En tu penumbra brillan barcas abandonadas.
Con las ráfagas gimen tus hondas soledades
y entre las algas tiembla el grave amanecer.
Te alejas en tu viaje como llovizna leve,
como el rumor del mar en los caracoles.
En mi soledad guardo tus hondas soledades.
De ti vienen los días
donando en las guitarras del olvido.
Por ti yo soy el hombre, el portador del fuego.
Por ti mi mano levanta el espejo que refleja la montaña.
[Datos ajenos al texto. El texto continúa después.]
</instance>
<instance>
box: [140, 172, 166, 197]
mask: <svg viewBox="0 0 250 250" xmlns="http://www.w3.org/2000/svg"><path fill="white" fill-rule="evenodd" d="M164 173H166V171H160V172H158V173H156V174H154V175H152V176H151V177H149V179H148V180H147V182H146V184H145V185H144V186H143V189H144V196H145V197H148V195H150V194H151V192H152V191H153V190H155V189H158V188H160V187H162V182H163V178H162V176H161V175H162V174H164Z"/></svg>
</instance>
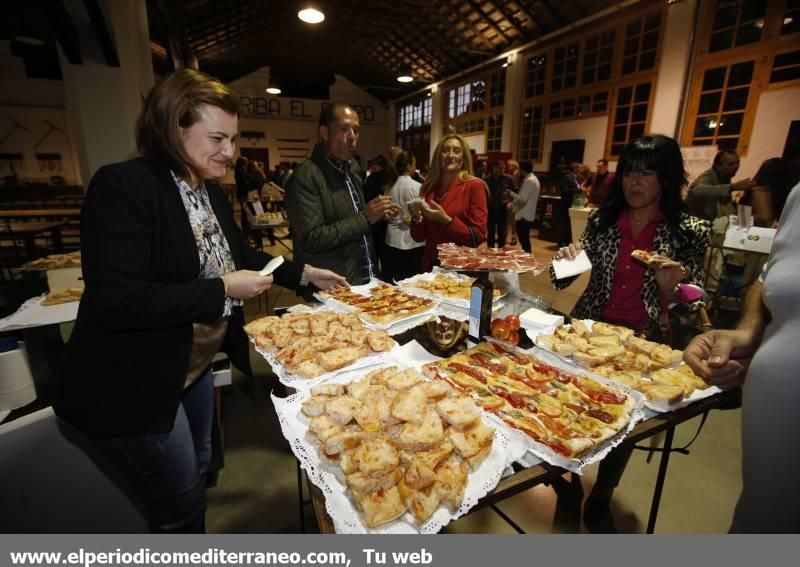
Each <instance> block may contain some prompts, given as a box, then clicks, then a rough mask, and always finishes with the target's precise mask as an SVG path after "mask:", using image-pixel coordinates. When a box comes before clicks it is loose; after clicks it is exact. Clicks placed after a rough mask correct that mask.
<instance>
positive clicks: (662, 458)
mask: <svg viewBox="0 0 800 567" xmlns="http://www.w3.org/2000/svg"><path fill="white" fill-rule="evenodd" d="M674 437H675V427H674V426H673V427H670V428H669V429H667V434H666V438H665V439H664V448H663V449H662V453H661V461H660V462H659V464H658V475H657V476H656V487H655V489H654V490H653V502H652V504H650V518H649V519H648V520H647V533H649V534H651V533H653V530H655V527H656V518H657V517H658V506H659V504H661V492H662V491H663V490H664V480H665V479H666V478H667V467H668V466H669V454H670V452H671V451H672V439H673V438H674Z"/></svg>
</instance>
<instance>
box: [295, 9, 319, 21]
mask: <svg viewBox="0 0 800 567" xmlns="http://www.w3.org/2000/svg"><path fill="white" fill-rule="evenodd" d="M297 17H298V18H300V19H301V20H303V21H304V22H305V23H307V24H318V23H320V22H323V21H324V20H325V14H323V13H322V12H320V11H319V10H317V9H315V8H304V9H302V10H300V11H299V12H297Z"/></svg>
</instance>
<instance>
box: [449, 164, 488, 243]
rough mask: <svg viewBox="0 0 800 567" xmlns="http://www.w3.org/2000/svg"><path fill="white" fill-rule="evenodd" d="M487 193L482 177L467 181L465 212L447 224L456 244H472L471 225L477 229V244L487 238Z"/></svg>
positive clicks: (450, 236) (464, 197) (452, 237)
mask: <svg viewBox="0 0 800 567" xmlns="http://www.w3.org/2000/svg"><path fill="white" fill-rule="evenodd" d="M486 193H487V189H486V184H485V183H484V182H483V181H481V180H480V179H473V180H471V181H468V182H467V186H466V187H465V191H464V198H465V199H467V206H466V207H465V209H464V212H463V214H462V215H459V216H457V217H454V218H453V222H451V223H450V224H449V225H448V226H447V234H448V236H450V237H451V238H452V240H453V242H455V243H456V244H462V245H464V246H471V245H472V235H471V234H470V230H469V227H470V226H471V227H472V228H474V229H475V235H476V236H477V238H478V242H477V244H480V243H481V242H483V241H484V240H486V225H487V222H488V217H489V209H488V205H487V201H486Z"/></svg>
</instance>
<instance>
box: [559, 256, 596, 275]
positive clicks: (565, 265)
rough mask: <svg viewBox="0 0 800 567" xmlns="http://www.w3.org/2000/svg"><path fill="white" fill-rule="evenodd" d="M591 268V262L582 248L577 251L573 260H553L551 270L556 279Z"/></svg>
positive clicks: (574, 274) (578, 272) (589, 269)
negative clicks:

Hacia mí venían tus huellas, tu fábula y tu clima,
y aún te veo llegar desde la muerte,
padre del remo, padre del pesado saco,
padre de la cólera y el canto.



Poema Canto V de Vicente Gerbasi



A veces caigo en mí, como viniendo de ti,
y me recojo en una tristeza inmóvil,
como una bandera que ha olvidado el viento.
Por mis sentidos pasan ángeles del crepúsculo
y lentos me aprisionan los círculos nocturnos.
Venimos de la noche y hacia la noche vamos.
Escucha. Yo te llamo desde un reloj de piedra,
donde caen las sombras, donde el silencio cae.